Despite his background in chartered accountancy, Sir John showed himself last night to be a sharper and much wittier character than he is often portrayed to be, equipped with a collection of good Yeltsin and Gorbachev anecdotes (including a description of the first revelation to British intelligence that Yeltsin could speak any English at all, which occurred when Major suggested they have a drink at a local pub near Checquers – “Gin-and-Tonic! Gin-and-Tonic!” was allegedly Yeltsin’s enthusiastic English reply), some quite human observations about the ordeal of “Question Time” in the House of Commons (“The objective of the opposition is to make the Prime Minister look silly; the objective of the ruling party is to make the opposition look like fools who are incapable of forming a government; and the Prime Minister’s objective is to get out alive”), and a few thoughts about his long-standing friendship with Mick Jagger (“He’s older than me, as I like to remind him”; they apparently bonded over cricket).

Cricket is just one of the two passions of his life, however. Major admits to being a political junkie from adolescence, having been brought to the House of Commons to witness debates by the Labour MP from his riding, the impoverished Brixton section of South London, where his family moved when he was 10 after his father suffered a terminal financial setback.
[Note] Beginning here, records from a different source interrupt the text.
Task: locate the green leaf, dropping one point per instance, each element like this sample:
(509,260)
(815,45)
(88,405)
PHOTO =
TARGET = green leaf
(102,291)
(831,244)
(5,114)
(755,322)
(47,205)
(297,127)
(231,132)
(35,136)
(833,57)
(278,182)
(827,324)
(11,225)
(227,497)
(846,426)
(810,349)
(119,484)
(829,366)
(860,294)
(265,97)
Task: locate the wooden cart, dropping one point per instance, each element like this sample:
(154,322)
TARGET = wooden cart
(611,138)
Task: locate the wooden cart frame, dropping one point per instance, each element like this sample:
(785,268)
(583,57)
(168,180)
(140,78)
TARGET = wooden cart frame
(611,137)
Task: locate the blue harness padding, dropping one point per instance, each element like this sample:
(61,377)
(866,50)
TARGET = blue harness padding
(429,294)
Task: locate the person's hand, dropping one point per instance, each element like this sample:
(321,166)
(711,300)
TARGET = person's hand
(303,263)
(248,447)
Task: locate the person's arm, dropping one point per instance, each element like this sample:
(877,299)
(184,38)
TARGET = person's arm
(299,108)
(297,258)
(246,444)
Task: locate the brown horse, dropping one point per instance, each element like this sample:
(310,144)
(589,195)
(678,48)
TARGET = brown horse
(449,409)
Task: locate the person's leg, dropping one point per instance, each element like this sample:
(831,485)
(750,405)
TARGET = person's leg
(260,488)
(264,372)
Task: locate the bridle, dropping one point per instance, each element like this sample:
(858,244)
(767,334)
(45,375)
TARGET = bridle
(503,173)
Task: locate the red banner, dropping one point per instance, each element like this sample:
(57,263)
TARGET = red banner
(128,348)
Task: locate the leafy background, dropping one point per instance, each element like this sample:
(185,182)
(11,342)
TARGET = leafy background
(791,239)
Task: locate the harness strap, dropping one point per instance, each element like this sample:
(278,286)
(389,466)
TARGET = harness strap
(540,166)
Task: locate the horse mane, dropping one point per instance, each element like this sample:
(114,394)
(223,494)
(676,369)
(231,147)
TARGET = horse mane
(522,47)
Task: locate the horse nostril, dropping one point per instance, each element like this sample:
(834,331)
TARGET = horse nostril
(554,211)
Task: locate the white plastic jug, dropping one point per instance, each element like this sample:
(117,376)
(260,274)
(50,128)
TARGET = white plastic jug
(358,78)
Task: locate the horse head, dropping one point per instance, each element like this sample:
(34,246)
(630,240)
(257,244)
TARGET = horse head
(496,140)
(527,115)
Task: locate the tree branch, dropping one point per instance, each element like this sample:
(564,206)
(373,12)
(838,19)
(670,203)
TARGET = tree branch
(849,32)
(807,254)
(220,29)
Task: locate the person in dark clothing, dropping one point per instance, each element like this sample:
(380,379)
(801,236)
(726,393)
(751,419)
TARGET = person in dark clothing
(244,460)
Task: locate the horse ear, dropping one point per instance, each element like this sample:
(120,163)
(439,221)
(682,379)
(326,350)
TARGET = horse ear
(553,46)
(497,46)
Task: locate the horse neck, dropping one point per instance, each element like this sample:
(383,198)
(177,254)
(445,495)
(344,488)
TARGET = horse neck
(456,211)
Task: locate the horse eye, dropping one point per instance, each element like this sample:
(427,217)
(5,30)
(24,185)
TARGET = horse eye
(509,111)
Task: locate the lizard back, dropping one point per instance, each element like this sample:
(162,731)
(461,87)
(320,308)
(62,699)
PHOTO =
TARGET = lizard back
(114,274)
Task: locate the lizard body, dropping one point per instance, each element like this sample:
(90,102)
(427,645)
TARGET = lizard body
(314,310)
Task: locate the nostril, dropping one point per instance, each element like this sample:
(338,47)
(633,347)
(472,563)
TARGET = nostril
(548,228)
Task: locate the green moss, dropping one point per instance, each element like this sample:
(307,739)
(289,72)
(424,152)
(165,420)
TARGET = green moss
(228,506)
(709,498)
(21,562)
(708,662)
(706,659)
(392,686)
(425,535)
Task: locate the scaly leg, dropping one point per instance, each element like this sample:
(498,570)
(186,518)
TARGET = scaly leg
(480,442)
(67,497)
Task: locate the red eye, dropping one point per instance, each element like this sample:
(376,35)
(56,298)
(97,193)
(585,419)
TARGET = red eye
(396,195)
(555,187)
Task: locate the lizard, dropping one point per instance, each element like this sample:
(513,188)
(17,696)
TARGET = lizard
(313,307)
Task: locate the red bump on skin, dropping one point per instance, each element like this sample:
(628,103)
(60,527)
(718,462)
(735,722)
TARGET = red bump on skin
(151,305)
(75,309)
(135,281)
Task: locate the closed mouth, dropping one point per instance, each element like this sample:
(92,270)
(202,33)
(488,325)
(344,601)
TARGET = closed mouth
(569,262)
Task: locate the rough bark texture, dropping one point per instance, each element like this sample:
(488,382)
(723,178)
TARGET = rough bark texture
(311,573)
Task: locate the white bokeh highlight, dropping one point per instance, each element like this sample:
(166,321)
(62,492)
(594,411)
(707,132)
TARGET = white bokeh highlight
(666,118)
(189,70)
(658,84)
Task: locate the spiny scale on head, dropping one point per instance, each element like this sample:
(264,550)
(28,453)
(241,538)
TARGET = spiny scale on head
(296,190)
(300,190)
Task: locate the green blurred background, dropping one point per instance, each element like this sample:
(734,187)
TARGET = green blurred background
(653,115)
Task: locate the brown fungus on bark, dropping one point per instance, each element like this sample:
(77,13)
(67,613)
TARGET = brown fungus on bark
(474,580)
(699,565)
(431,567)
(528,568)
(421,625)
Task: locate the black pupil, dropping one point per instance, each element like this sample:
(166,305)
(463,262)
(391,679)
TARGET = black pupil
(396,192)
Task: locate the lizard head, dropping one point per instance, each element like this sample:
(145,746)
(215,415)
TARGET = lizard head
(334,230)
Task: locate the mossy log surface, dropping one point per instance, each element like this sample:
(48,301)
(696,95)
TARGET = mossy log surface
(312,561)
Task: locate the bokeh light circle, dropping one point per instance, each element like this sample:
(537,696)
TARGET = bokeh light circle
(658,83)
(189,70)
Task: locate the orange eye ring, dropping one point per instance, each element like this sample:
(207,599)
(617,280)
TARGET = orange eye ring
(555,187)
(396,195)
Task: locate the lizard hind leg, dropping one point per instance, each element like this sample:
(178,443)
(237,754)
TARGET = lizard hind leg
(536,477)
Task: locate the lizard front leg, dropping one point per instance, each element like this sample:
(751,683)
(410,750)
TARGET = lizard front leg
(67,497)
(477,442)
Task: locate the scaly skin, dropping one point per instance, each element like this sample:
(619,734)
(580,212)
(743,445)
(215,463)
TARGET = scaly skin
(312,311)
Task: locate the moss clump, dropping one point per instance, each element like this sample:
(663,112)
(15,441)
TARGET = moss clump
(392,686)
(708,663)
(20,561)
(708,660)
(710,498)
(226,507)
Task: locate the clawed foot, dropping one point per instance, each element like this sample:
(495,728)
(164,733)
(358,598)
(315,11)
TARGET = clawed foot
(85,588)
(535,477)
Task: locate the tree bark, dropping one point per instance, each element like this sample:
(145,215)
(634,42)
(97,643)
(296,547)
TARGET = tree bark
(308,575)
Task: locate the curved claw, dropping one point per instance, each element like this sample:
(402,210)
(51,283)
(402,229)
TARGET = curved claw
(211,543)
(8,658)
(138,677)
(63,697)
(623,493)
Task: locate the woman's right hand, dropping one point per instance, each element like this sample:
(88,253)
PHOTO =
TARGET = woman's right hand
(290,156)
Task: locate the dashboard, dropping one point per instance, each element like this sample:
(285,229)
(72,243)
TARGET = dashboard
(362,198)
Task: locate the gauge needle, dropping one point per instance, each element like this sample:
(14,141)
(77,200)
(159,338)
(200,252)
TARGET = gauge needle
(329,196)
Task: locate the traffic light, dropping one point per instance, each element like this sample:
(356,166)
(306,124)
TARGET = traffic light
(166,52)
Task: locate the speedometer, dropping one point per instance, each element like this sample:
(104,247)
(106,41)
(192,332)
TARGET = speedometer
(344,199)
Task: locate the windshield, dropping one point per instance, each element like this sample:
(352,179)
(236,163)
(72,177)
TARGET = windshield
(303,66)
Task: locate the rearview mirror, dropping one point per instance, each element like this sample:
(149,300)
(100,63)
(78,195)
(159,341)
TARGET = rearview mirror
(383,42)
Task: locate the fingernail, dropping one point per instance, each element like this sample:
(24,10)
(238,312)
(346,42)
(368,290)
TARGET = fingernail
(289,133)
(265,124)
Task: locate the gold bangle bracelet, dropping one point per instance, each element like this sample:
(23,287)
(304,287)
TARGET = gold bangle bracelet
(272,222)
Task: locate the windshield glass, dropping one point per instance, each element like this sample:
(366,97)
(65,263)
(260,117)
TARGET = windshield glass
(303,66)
Although he grew up among Labourites, he explains that his conservatism grew out of the observation that “here was one group [Labour] that said, stay where you are and we’ll send help soon, and here was another group [Conservatives] that tried to improve conditions throughout the country and make it possible for me to pull myself out of poverty.”

That’s a classic statement of British Conservatism, just as it is a classic statement of American fiscal conservatism. But Major does belie his ideological safety zones when he begins to throw out statistics about world poverty – that, for example, 6 billion people live on Earth, and about half of them live on less than the equivalent of $2 a day; and that while the wealthy nations spend billions on helping the impoverished, they spend a multiple of that budget on agricultural subsidies, or in effect, on making food less expensive for the wealthiest people in the world. These are statistics you are likely to hear coming from the protesters outside the G8 Summit, and not so much from the former leader of the British Conservatives.

Major’s principal point, however, is that terrorism is born of poverty, particularly in a world where there is such a chasm between the wealthy and the poor. Terrorism is ultimately ineffective as a tool for political change, he says, but it does have a life of its own in the face of such economic disparity. As much as we spend our time and fortunes on military and security solutions to address the worst effects of terrorism, we must address the underlying economic issues that produce the breeding grounds for terrorists.

Major doesn’t address the economic solutions themselves to any great degree – here again is where the ideological safety zones envelope him – but he does project that refreshing, if somewhat blinkered, masculine optimism, blended with moist-eyed nostalgia, that no doubt is at the root of both of the quotes at the beginning of this post. “We will succeed -- because we must,” seems to be his message – which at least shows a greater sense of urgency over the issue of world poverty than we hear from most American politicians -- conservative, moderate or liberal.